Citation hooks: EFSA; FEMA; PubChem; toxicology literature
8. Practical Insights for Formulators
Prunus avium fruit extract is valued for its ability to impart a natural cherry flavor and aroma, making it a popular choice in both flavor and fragrance formulations. It synergizes well with other fruit flavors and can enhance the overall fruitiness of a product. Formulators should be mindful of its potential to overpower other notes if used excessively and should consider its stability under various processing conditions. It is often under-used in complex flavor systems where a subtle cherry note could enhance the overall profile.
Citation hooks: FlavScents; industry practice
9. Confidence & Data Quality Notes
The data on prunus avium fruit extract is well-established, with consistent sensory and regulatory information available. However, specific quantitative data on taste and odor thresholds are limited, and formulators often rely on industry-typical practices. There are no significant regulatory ambiguities, but variations in composition due to natural factors should be considered.

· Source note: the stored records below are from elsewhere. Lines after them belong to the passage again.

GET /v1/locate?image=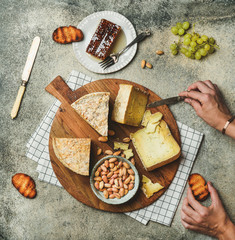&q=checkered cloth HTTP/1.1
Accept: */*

[26,71,203,226]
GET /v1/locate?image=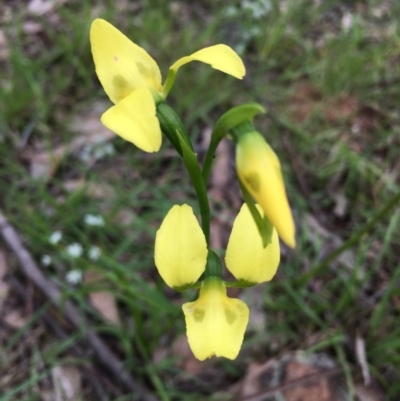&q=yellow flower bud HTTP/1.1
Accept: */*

[225,204,280,283]
[154,205,208,289]
[236,131,296,248]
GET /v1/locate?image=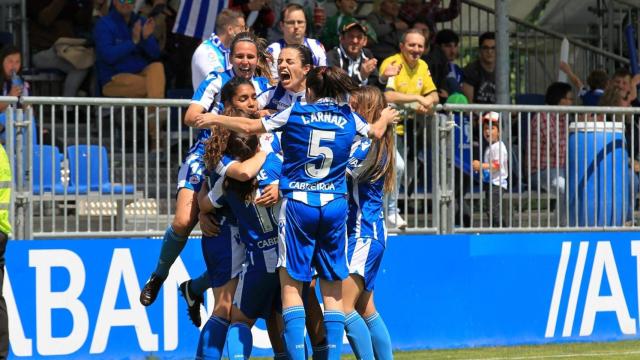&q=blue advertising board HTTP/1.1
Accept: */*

Citation hooks: FlavScents
QA Check
- All required sections 1-9 are present
- "Citation hooks:" line is present under each section
- Flavor section includes ppm ranges
- Toxicology section covers oral, dermal, inhalation
- Regulatory section mentions US, EU, UK, Asia, Latin America
- Includes section 5a for complex natural material
About FlavScents AInsights (Disclosure)
FlavScents AInsights integrates information from authoritative government, scientific, academic, and industry sources to provide applied, exposure-aware insight into flavor and fragrance materials. Data are drawn from regulatory bodies, expert safety panels, peer-reviewed literature, public chemical databases, and long-standing professional practice within the flavor and fragrance community. Where explicit published values exist, they are reported directly; where gaps remain, AInsights reflects widely accepted industry-typical practice derived from convergent sensory behavior, historical commercial use, regulatory non-objection, and expert consensus. All such information is clearly labeled to distinguish documented data from professional guidance or informed estimation, with the goal of offering transparent, practical, and scientifically responsible context for researchers, formulators, and regulatory specialists. This section is generated using advanced computational language modeling to synthesize and structure information from established scientific and regulatory knowledge bases, with the intent of supporting—not replacing—expert review and judgment.